Next comes the thaw cooler, where staff place items like fish and shrimp for defrosting, followed by the refrigerated prep room.

The final piece of the walk-in system is the produce refrigerator and the holding area for prepped dishes like the preportioned steampots. This section comprises the smaller section of the L, and its entry is just two to four steps away from the start of the cookline.

The cookline's first section is the crab station, where staff produce crab buckets and steampots. Its location just next to the prepped food storage refrigerator is no accident, explains Jim Fike, regional vice president of operations for Joe's. "Whenever we look to improve processes, we think of it like a pilot in an airplane. [Kitchen staff] are in a small space and everything is within their grasp."

This more efficient layout isn't the only change to the crab station, however. In the legacy Joe's units, crab dishes were rethermalized in steamers. According to Fike, though, over the past few years crab and steampots have grown to account for a much larger percentage of orders at Joe's. Given recovery times, the steamers they had in place struggled to handle the load.
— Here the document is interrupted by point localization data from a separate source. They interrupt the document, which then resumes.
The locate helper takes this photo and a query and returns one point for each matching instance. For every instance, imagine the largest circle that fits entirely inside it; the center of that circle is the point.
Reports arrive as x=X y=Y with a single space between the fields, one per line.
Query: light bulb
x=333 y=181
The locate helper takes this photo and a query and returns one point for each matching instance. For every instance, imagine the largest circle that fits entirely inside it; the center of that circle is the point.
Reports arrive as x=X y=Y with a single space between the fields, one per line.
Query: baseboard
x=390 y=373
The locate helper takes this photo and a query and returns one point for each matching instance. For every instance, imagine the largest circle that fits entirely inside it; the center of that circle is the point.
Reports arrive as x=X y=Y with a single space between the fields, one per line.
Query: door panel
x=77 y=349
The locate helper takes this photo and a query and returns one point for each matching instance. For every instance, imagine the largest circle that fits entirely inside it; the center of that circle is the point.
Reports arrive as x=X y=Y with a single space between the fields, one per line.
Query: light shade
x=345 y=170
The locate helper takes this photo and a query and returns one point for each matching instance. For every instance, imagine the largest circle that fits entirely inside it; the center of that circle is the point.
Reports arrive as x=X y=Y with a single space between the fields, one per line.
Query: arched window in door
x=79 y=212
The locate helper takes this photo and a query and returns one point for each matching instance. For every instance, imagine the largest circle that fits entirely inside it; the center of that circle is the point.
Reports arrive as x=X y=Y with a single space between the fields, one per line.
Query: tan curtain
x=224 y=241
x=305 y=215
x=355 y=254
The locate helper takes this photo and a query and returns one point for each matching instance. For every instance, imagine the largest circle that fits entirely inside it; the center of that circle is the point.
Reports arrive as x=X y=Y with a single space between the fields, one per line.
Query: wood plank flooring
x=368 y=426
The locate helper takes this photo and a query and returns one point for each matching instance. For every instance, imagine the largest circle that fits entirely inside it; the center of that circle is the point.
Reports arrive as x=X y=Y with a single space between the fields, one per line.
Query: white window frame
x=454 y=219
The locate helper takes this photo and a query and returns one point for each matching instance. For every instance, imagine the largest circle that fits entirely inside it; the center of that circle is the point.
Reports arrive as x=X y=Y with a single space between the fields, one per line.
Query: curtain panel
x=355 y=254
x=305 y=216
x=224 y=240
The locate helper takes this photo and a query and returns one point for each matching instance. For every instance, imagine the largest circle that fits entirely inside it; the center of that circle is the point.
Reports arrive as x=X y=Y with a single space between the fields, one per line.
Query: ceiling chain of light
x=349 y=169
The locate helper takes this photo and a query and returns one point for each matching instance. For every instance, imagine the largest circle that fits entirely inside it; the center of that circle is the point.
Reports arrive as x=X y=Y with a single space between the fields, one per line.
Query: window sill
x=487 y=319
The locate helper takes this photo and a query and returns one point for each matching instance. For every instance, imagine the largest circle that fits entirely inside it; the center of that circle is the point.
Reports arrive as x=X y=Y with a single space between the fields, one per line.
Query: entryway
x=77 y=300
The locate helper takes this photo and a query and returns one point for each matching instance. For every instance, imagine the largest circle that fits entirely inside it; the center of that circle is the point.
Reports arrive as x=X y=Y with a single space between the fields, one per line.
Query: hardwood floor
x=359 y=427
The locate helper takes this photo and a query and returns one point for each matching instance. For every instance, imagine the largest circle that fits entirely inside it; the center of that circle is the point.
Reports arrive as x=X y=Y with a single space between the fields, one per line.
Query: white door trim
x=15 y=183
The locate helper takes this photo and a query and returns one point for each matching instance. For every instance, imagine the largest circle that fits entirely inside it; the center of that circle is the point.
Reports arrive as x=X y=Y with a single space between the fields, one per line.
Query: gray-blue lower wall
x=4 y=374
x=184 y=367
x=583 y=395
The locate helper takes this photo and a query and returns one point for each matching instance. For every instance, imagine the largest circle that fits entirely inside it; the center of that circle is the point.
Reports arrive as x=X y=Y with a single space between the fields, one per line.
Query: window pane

So in the new prototype, the steamers are out, and in are modified pasta cookers, which look and operate almost exactly like fryers. Each cooker in the bank is filled with different bath mixtures, such as different oil-and-water ratios, different seasonings and so on. These pasta cookers, says Fike, boast excellent recovery times. Drop a bag of cold crab and vegetables in, and within 20 seconds the bath will return to its ideal cooking temperature.
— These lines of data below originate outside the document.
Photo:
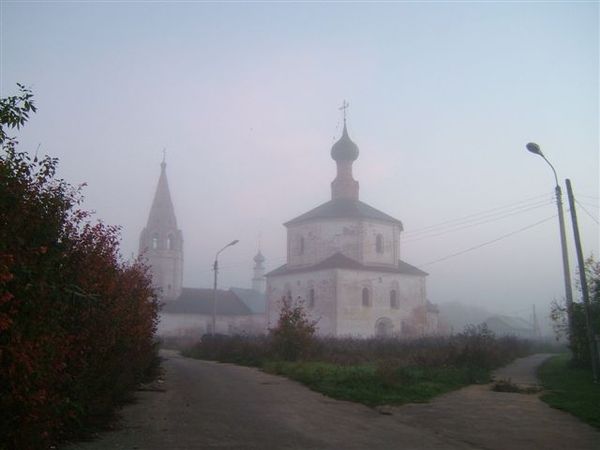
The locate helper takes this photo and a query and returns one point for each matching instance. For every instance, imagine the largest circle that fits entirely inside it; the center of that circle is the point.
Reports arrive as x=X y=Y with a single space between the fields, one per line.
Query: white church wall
x=299 y=285
x=388 y=252
x=356 y=319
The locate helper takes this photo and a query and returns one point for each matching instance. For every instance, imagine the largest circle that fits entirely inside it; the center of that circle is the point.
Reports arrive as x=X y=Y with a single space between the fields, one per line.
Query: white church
x=343 y=263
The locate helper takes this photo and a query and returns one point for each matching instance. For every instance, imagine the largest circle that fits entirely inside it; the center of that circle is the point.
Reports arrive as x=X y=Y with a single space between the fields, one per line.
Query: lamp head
x=534 y=148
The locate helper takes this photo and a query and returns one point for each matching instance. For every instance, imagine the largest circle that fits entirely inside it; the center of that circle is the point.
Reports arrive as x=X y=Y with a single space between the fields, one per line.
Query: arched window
x=393 y=299
x=311 y=298
x=379 y=243
x=366 y=297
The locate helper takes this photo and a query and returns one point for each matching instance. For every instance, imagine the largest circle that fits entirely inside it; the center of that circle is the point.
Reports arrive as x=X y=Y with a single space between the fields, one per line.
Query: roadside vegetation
x=570 y=389
x=374 y=371
x=76 y=322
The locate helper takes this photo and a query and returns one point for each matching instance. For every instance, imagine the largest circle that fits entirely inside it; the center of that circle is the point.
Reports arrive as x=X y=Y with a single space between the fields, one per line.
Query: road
x=208 y=405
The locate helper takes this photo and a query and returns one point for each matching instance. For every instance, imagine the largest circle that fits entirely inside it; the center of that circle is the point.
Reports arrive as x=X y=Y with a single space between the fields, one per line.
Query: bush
x=579 y=343
x=76 y=323
x=293 y=336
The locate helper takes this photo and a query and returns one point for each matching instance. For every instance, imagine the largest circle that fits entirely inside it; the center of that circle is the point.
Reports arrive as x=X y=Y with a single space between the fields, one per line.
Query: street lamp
x=216 y=269
x=534 y=148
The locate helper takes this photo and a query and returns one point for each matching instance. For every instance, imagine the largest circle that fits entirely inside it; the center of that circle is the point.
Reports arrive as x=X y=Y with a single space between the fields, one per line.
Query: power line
x=476 y=216
x=591 y=205
x=488 y=242
x=492 y=219
x=587 y=212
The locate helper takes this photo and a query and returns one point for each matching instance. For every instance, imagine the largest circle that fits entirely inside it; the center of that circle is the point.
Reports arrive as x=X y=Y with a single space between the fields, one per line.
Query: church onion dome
x=259 y=258
x=344 y=149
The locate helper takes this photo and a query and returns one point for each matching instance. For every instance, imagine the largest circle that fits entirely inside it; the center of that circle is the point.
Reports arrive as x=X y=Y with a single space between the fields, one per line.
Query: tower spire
x=161 y=242
x=343 y=108
x=344 y=152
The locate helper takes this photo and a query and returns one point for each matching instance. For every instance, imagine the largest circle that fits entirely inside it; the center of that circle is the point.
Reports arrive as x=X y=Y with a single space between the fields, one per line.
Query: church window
x=394 y=299
x=379 y=243
x=366 y=297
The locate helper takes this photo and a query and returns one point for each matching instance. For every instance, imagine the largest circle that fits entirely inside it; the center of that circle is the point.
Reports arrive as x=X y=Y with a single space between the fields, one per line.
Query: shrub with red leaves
x=76 y=323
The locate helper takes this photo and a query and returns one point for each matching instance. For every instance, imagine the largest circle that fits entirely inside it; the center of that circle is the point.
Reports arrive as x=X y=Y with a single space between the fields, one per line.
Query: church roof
x=340 y=261
x=162 y=213
x=344 y=208
x=514 y=323
x=200 y=301
x=344 y=149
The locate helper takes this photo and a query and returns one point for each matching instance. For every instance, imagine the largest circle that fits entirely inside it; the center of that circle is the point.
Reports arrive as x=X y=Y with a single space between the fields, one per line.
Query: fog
x=244 y=97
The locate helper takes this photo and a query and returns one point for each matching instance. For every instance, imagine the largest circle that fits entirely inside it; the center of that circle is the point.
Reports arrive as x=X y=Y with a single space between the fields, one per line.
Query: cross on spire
x=344 y=107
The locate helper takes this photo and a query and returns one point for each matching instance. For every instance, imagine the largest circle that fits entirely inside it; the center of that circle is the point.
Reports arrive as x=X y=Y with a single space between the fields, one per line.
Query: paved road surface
x=208 y=405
In addition to their short recovery times, these new pasta cookers accommodate high demand by rethermalizing food more quickly than steamers. Customers who order a steampot at a new prototype unit can receive their food in less than 10 minutes, roughly half the time it takes using legacy equipment, says Mazany.

In the new prototype's straight-line kitchen design, next to the crab station is one of two small convection ovens, both of which sit above undercounter refrigeration. Kitchen staff use these ovens to produce menu items like crab nachos, stuffed mushrooms and barbecued crab, while the refrigerators hold frozen items like french fries and mozzarella sticks.
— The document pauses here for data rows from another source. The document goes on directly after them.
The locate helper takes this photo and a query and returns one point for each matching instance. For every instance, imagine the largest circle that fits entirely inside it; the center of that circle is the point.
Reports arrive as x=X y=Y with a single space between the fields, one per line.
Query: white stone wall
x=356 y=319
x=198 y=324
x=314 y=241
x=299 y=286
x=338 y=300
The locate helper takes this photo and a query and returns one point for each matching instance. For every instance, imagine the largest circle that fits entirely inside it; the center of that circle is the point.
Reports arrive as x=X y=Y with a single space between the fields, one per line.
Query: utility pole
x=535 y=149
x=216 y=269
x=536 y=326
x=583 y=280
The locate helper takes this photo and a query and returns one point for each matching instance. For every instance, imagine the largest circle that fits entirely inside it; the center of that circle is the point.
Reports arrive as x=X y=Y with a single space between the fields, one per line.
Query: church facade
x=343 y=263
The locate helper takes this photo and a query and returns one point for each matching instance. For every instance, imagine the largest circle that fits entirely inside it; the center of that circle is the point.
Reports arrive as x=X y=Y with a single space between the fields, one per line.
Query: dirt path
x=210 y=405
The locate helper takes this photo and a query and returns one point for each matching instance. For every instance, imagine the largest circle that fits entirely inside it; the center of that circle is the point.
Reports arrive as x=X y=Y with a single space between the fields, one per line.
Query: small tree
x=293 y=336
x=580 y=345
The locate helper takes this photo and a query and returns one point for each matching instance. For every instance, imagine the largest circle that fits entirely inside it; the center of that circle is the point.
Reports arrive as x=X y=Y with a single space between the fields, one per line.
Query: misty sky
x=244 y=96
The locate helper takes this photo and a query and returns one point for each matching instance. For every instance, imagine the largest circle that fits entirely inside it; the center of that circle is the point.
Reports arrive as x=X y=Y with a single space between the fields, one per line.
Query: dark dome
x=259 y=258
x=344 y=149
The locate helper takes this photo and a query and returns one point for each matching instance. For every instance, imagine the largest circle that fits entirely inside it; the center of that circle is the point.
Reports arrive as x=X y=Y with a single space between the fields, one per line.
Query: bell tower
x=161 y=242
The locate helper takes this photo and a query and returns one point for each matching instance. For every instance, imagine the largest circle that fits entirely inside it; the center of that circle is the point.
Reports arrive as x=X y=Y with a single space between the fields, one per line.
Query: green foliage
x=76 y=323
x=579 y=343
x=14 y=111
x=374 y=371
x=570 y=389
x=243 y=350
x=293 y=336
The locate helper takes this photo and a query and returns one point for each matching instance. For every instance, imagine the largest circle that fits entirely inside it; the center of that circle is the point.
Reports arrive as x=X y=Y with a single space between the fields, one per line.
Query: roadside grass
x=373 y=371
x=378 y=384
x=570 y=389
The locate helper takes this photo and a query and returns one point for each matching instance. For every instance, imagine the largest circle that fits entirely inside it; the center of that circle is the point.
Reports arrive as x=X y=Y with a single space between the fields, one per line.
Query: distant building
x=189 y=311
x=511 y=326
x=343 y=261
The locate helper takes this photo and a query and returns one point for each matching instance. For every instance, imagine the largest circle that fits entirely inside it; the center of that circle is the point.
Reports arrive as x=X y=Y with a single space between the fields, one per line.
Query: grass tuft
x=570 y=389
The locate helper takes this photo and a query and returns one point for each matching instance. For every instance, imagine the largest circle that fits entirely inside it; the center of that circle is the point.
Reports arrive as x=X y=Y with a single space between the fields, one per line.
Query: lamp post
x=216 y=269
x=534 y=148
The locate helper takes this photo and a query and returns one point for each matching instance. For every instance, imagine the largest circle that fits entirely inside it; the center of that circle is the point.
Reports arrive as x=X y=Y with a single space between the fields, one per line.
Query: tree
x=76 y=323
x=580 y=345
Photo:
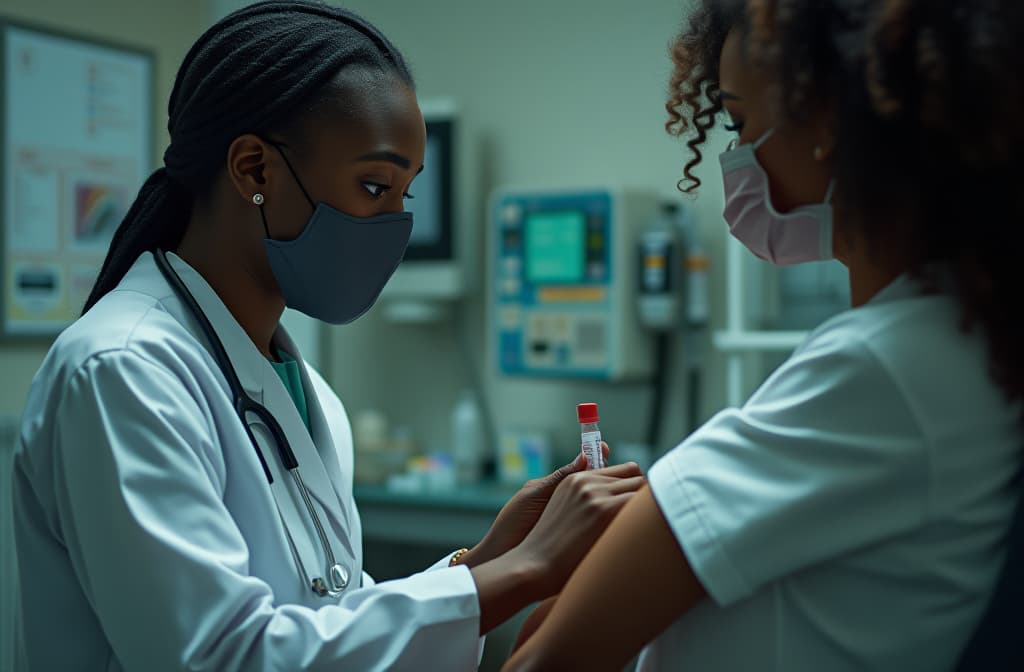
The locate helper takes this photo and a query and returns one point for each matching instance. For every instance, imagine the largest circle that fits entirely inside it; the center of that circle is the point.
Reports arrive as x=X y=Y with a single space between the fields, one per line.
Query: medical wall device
x=563 y=283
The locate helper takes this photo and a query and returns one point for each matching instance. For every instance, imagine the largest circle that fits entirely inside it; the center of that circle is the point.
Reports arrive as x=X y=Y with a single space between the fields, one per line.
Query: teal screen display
x=555 y=247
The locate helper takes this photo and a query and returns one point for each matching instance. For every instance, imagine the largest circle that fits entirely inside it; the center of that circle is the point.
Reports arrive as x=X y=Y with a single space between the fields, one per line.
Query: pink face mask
x=798 y=237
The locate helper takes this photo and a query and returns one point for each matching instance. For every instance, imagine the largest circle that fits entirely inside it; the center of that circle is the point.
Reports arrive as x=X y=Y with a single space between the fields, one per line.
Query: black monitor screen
x=431 y=206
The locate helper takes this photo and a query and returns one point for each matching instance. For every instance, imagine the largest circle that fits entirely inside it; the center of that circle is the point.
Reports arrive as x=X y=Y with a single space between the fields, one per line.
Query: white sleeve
x=139 y=490
x=824 y=459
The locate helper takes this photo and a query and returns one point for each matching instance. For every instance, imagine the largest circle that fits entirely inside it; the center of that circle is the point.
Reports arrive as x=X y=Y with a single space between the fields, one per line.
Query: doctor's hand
x=582 y=507
x=521 y=512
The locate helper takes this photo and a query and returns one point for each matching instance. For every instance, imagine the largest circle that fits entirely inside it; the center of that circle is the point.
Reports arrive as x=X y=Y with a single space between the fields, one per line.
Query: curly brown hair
x=927 y=98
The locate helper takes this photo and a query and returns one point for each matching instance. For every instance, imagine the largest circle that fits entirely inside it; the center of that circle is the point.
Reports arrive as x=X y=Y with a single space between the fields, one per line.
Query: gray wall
x=550 y=93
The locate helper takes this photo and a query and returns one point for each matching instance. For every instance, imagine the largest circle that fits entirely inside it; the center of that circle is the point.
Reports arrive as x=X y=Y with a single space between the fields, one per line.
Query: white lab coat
x=148 y=537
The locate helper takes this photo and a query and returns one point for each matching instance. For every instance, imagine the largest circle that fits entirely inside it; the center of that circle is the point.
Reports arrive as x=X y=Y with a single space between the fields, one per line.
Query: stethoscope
x=337 y=575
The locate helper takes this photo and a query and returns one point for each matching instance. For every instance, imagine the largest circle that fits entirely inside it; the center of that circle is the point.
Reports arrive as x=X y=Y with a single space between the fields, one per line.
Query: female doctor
x=183 y=481
x=853 y=513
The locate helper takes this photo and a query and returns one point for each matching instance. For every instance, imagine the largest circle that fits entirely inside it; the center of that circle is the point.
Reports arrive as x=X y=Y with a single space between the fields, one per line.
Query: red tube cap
x=587 y=413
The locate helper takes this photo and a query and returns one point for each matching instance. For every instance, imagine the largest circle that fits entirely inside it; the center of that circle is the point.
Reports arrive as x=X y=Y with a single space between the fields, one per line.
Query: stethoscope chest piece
x=339 y=581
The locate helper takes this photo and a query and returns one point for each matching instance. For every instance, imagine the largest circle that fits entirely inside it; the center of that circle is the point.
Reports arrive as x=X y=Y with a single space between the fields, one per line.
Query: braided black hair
x=926 y=97
x=255 y=71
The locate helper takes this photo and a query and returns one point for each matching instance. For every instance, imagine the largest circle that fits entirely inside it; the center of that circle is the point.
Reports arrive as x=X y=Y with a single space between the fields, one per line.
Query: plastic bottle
x=467 y=438
x=591 y=434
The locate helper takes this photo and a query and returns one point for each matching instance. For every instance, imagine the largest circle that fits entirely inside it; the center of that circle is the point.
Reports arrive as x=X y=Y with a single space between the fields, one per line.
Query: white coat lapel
x=261 y=382
x=316 y=447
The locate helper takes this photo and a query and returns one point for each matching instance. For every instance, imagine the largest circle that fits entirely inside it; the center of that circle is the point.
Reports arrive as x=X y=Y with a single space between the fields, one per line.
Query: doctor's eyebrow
x=390 y=157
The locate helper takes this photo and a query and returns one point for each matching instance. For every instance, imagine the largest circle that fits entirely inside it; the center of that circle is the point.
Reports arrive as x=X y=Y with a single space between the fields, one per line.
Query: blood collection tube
x=591 y=434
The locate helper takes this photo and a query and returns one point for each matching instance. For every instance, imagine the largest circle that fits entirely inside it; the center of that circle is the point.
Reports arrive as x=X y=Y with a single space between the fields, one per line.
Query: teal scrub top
x=288 y=371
Next to the first convection oven is a six-burner sauté station, with undercounter refrigeration, where staff produce such items as mussels for pasta dishes. Adjacent to this is the grill station, where cooks make hamburgers and blacken fish, and the second of the two convection oven/refrigerators.

Next on the hot line is the breading and fry station, where Joe's has instituted another major change. The company has rolled out a bank of high-efficiency fryers. Like the pasta cookers used to rethermalize crab dishes, these fryers boast extremely short recovery times.

This offers several benefits, Mazany explains, including reduced energy usage and more consistent product offerings. In addition, the short recovery times mean each fryer can cook more food over a given period. As a result, the typical new prototype unit has been able to go from six to five fryers.

With the fryer bank marking the end of the cookline, kitchen staff turning 90 degrees face a reach-in refrigerator; another 90 degree turn brings into view the start of a line of worktables, warmers and undercounter refrigeration. These tables represent the pantry station and finishing area, where kitchen staff prep and plate salads and desserts, and add garnishes, sauces and the like to freshly cooked food. Kitchen staff then pass all dishes through a long window to the expediting station.

To help make the operation more efficient, Joe's added a KDS system. While Mazany and Fike acknowledge that the use of such display systems is fairly common in casual dining restaurants, Joe's is using the system to coordinate food production and put out the best possible product.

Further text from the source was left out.